Publicado en Portafolio el 22 de enero de 2021
En una entrevista en mayo de 2020 el historiador Nial Ferguson afirmó: “las pandemias toman un tiempo, por lo general de dos años. Suele haber más de una ola. A veces hasta tres, como en 1918-19, y mucho depende de si hay una vacuna en ese período”.
Esta observación pasó desapercibida porque Europa había superado la primera ola de covid-19, se creyó tener el control de la pandemia y creció la percepción de que “esta vez es diferente”. Se consideró improbable la repetición de la historia de las pandemias anteriores, especialmente por los grandes avances de la ciencia y la tecnología. Predominó la arrogancia del ser humano.
Faltó humildad para reconocer que muchos aspectos del virus siguen siendo un enigma para la ciencia, a pesar de las sofisticadas herramientas que no estaban disponibles en las grandes pandemias previas. La amplia gama de secuelas del covid-19 en muchos sobrevivientes, por ejemplo, sorprenden a los médicos, pero no son temas debatidos en los medios o en los informes técnicos; seguramente hay científicos tratando de entender este problema, pero sus voces no tienen mucho eco.
Entre tanto, los “expertos” recomiendan prácticas contradictorias que alimentan la confusión, restan credibilidad a las políticas sanitarias e incentivan la indisciplina social; lo ilustran el uso de tapabocas, el transporte masivo como fuente de contagio, el plazo en el que estarían disponibles las vacunas, y el uso de guantes y de tapetes con desinfectantes.
Comenzando el 2021 las palabras de Ferguson cobran vigencia en un mundo que ve crecer como la espuma los contagios y las muertes por el covid-19 y aumenta la incertidumbre en el año en que anhelábamos ver la reactivación de las economías junto con la vacunación masiva.
Ante la demanda de explicaciones por las nuevas olas de contagios abundan las respuestas: el verano en las economías desarrolladas con fuertes flujos de turistas entre países, la reapertura de las instituciones educativas, la mutación del virus, el cansancio de la población ante las medidas de restricción, la falsa percepción de los jóvenes sobre su inmunidad frente al virus, la conducta humana, etcétera.
Lo que no se menciona es que las autoridades de muchos países se volvieron complacientes como consecuencia de los erráticos mensajes provenientes de las autoridades multilaterales de salud, de los intereses políticos para no perder votos en las campañas electorales, del relajamiento en la implementación de las políticas de rastreo y de señales poco claras sobre la aplicación de otros controles, como lo ilustra el debate sobre la exigencia de pruebas PCR a los viajeros que llegan de otros países.
La complacencia se refleja en permisividad con la informalidad, los domiciliarios, las celebraciones futbolísticas, las festividades navideñas y la indisciplina social, en parte auspiciada por la falta de controles.
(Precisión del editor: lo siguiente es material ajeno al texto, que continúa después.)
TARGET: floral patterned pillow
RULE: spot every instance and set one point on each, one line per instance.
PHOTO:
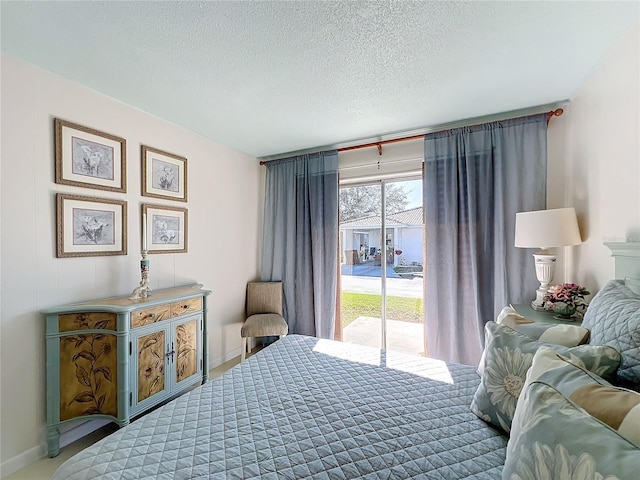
(508, 355)
(572, 424)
Para la plaza pública los alcaldes anuncian programas de rigurosa aplicación de los protocolos de bioseguridad en las actividades informales; pero la realidad son aglomeraciones sin distanciamiento social y sin las medidas mínimas de protección.
Hay que pensar como Ferguson, que la pandemia durará como mínimo dos años, que la sociedad tendrá que adaptarse a nuevas formas de organización y que los gobiernos enfrentan un problema económico y social de grandes proporciones, más agudo entre más restricciones se tengan que imponer.